FEATURE | JATIMSATUNEWS.COM - Waktu menunjukkan pukul delapan,
saat matahari mulai naik perlahan dan cahaya hangatnya menembus jendela mobil. Musik
90 an menggema dan beradu dengan suara paman yang tengah merayapi setir Terios. Saat itu kami berdelapan, ada Saya, tiga
sepupu perempuan bernama Ira, Layla, dan Nafa, dua sepupu laki-laki bernama Abi
dan Shofi, bibi Faiq, dan tentunya paman Roziq.

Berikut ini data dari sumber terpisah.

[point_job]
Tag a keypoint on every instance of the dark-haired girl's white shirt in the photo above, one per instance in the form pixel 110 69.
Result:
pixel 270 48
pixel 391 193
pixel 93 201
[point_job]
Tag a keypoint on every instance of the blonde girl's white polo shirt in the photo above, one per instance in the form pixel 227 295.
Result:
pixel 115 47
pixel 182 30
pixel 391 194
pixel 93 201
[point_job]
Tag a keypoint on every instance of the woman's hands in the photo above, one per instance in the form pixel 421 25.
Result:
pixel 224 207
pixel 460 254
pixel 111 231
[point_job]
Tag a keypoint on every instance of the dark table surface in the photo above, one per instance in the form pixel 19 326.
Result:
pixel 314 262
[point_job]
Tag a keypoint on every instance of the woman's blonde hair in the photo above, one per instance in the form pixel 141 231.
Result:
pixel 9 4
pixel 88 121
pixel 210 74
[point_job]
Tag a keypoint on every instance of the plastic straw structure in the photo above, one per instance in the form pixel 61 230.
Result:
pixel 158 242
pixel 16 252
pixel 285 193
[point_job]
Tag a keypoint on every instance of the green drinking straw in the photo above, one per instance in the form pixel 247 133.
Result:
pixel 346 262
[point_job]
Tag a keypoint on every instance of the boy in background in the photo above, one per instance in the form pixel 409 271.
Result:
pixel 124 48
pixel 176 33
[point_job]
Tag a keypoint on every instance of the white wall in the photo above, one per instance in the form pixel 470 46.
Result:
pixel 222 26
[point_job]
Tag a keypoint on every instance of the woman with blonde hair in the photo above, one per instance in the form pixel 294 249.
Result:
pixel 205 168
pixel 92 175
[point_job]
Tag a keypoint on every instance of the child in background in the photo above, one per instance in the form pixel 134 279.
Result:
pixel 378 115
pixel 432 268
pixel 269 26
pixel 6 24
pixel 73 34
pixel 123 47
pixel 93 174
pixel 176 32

Kami memanfaatkan musim liburan
dengan mengunjungi wisata alam di Prigen bernama Jendela Langit yang
terletak di kaki gunung Ringgit dan gunung Arjuno pada Minggu, (16/05/2021).
Kebetulan cuaca saat itu sedang
cerah, kami berangkat dengan hati riang. Sepertiga perjalanan telah terlewati. Tetiba
mobil kami berhenti di tengah jalan. ”Sepertinya akinya bermasalah” ungkap
paman. Karena saat itu mobil kami tidak memungkinkan dikemudikan di tanjakan
terjal, kami putuskan untuk memarkirkan mobil di salah satu kenalan paman.
Selanjutnya kami menaiki Jeep
untuk meneruskan sisa perjalanan kami. Tentunya sopir telah tersedia dari
tempat wisata tersebut. Tempat duduk dalam Jeep tidak begitu luas, para
perempuan bertempat duduk di dalam. Sedangkan tiga lelaki sisanya berdiri di
belakang, termasuk pamanku. Saat itu, aku tengah duduk di samping sopir bersama
Ira, salah satu sepupu perempuanku.
Kami sungguh menikmati
perjalanan. Pepohonan rindang menjadi pemandangan utama kami sepanjang jalan.
Cahaya matahari merabah dedaunan di kanan jalan. Beberapa tanah telah
didatarkan dan dijadikan rumah makan. Sementara itu, di sebelah kiri hanya
terdapat jurang yang telah diberi pagar pembatas. Meskipun jalannya terjal,
kami cukup percaya kepada sopir yang bertugas. Toh, ia sudah pasti
berpengalaman. ”Nanti aku mau foto sama mas sopir ah” ucap Ira dalam hati.
Sekitar satu setengah kilo meter
berlalu, kami tengah asik mengobrol bersama pak sopir. Tetiba kami mendengar Srrrkkk...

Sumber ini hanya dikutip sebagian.